This week has been rough. I haven’t been able to focus on anything long enough to follow through. I’ve got ideas for other stories, but they in my head and not down on the page. I have thoughts about recent events in publishing, but I can’t make them coherent. It’s not for the lack of desire, but the lack of energy. And I just recognized the cause. I’m pulling out of a depression that I was aware of, but didn’t realize how deep it went.
It’s not like I haven’t had reasons to be depressed recently – loss of my cat, a situation at my day job that will get worse before it gets better, and the day-to-day issues that crop up being a caretaker for someone with mobility issues. My sister’s cat unexpectedly passed away from a kidney infection that went septic. Add on the second full time job that writing a novel is and preparing to travel two two cons within one month, I’m not surprised that I’ve been having issues and feeling overwhelmed. The little voices in my head demanding to know why I thought I could do this, what makes me think I’ll ever be published, what makes that me think that people would even want to read what I write are growing louder and louder. I’m a failure, always have been, always will be.

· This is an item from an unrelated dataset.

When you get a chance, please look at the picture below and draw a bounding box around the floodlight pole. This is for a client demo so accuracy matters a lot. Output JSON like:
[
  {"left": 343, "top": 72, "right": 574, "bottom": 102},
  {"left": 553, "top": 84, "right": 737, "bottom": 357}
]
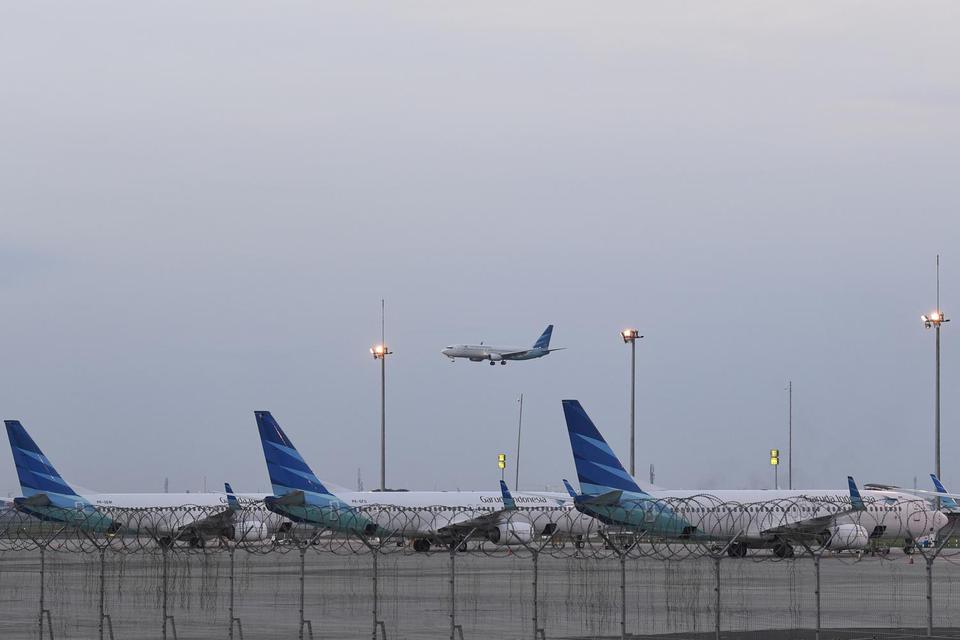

Now it’s time to make those voices shut up.
Here’s where I stand as far as my novels. The fanfic-with-serial-numbers-filed-off needs a lot of work still. Everyone I’ve shown it to agrees. It’s still too close to the source material I drew from. I need to make some changes in characterization, up the threat level of the main conflict, and clean up some issues. In other words, it’s a first draft and it shows. But if I do right, it has the potential to be a series.
The latest urban fantasy novel has gotten some good feedback from people I respect. It needs four scenes rewritten. The first seven thousand words will be workshopped at Convolution for feedback that will be incorporated into a polish draft. Once done, my decision is do I begin querying or hire an editor and cover artist and self-publish. Right now my inclination is to go with my plan of querying for a year. If there are no takers, I will then self-publish. The advantage is that gives me time to get books two and three into shape, and maybe start on book four.
The the ideas for the other stories are a mixed bag consisting of the urban fantasy series, the serial-number series, and a flash fiction. Of all the stories, that is the one I need to get done the fastest, if I haven’t already missed the deadline.
All this I’ve accomplished in the span of three years while holding down a full time job. I may not have a finished work yet, but I am not the failure the voices in my head insistently whisper I am. As I claw my way out of my dark emotions, I remain focused on the fact that I have covered an incredible amount of ground in a short time.
2 Replies to “Rough Week, But There Is A Light At The End Of The Tunnel”
You’ve really accomplished a lot and you’ve made huge strides forward in mastering your skill sets as a writer. Give yourself a pat on the back.
Thanks. It’s been hard for me to keep that in mind, so I need to look at this post every so often.